The Obama ad doesn't note that the broader company, GS Industries, employed 3,500 and that the Kansas City plant (with 750 workers) was the only one shuttered. Other plants were bought and operate today. Nor does it mention Bain's other steel investment in the early 1990s, in an Indiana start-up called Steel Dynamics. The firm touts innovative technology and a nonunion workforce. It today reports $6.3 billion in revenue—25 times what it claimed in its 1996 IPO—and employs 6,000.

A private-equity firm looking to quickly strip value from a company—to "suck" the life out of it—does not do so by investing $100 million in modernization and holding on for eight years, through bankruptcy. Bain has surely made its share of mistakes, and one may well have been trying to resuscitate a traditional steel firm in the grip of industry upheaval. The irony, says Mr. Huselton, is that this plant "wouldn't even be in today's news, if it hadn't been the opportunity that came with Bain. Those jobs would have been gone in 1993."

That's a more revealing story—of the pressures of a global market, the dangers of an inflexible workforce, and the opportunities that come with private equity and risk-taking. It's just not one Team Obama wants to tell.

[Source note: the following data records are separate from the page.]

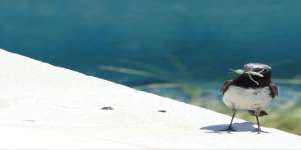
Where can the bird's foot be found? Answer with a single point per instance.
(229, 129)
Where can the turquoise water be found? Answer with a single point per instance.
(191, 41)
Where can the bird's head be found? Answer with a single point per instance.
(255, 71)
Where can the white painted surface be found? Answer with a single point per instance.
(42, 106)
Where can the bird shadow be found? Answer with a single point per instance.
(238, 127)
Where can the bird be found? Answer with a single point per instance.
(252, 90)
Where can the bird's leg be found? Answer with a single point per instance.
(258, 124)
(257, 113)
(230, 128)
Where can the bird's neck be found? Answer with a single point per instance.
(246, 82)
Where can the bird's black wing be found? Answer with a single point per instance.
(226, 86)
(274, 90)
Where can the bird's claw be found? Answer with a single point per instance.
(229, 129)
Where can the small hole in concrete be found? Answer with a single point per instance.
(29, 120)
(162, 111)
(107, 108)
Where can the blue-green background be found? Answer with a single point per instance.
(208, 36)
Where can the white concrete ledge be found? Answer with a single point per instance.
(43, 106)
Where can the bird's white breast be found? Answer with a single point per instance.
(249, 99)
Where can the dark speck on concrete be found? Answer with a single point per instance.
(162, 111)
(107, 108)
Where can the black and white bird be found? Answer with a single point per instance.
(252, 90)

time till Dung attacks the WSJ... approximately ten seconds after he sees the URL
 
It seems to me that you are about as likely to get the "real story" from an opinion column as you are from a political advertisement. Which isn't to say that what Strassel writes isn't true, just that it's not the whole story by a long shot.

I also love the line "In 1994 it felt confident enough to distribute a dividend to investors." That's awesome, particularly the use of the "it" pronoun. As if the company as a sentient being made a decision for itself to distribute a dividend. What that sentence actually means is that Bain decided to extract capital from the firm that could have otherwise been invested in the operations of the business or *gasp* to pay its employees.
 
Also, too, I love the pre-emptive strike by SF as though it inoculates the column from the fact that its an opinion column written by a person with a particular point of view that uses those facts that support her position while ignoring other that don't and who has no real interest in actually telling "the real story."
 
It seems to me that you are about as likely to get the "real story" from an opinion column as you are from a political advertisement. Which isn't to say that what Strassel writes isn't true, just that it's not the whole story by a long shot.

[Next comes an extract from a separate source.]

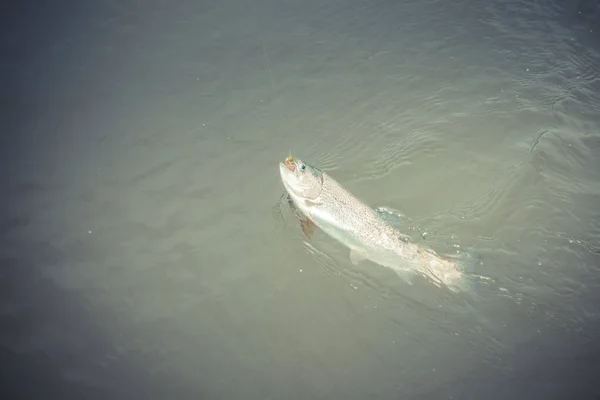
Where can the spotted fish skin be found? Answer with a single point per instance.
(340, 214)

I also love the line "In 1994 it felt confident enough to distribute a dividend to investors." That's awesome, particularly the use of the "it" pronoun. As if the company as a sentient being made a decision for itself to distribute a dividend. What that sentence actually means is that Bain decided to extract capital from the firm that could have otherwise been invested in the operations of the business or *gasp* to pay its employees.

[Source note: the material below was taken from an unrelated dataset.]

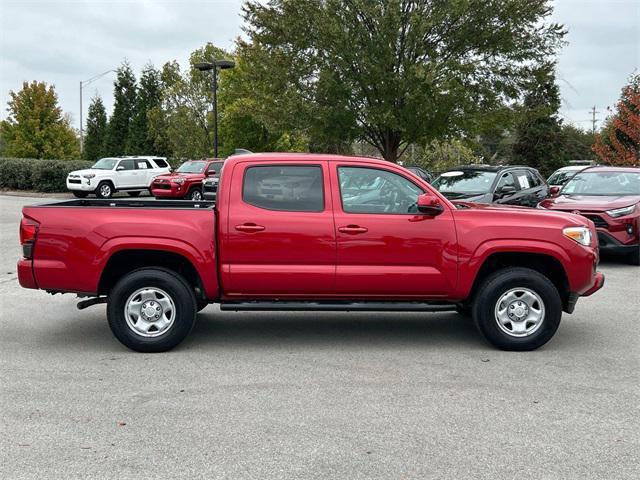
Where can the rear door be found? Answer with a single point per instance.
(145, 172)
(126, 174)
(386, 248)
(279, 239)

Not shocking that dear little Dung did exactly as he he always does. Attack the source.

The real story dip shit is that the company was going under. Without an investor, they would have shut doors 8 years earlier than they did. You harp on the dividend? they invested $100mm into the company Dung. Yeah, they want to make money. That is why they turned the company around. What difference would it have made if the money had gone to *gasp* employees vs. shareholders? It isn't as if the union contracts weren't being honored. You fucking hack.
 
Obamabots will never believe der leader lied to them.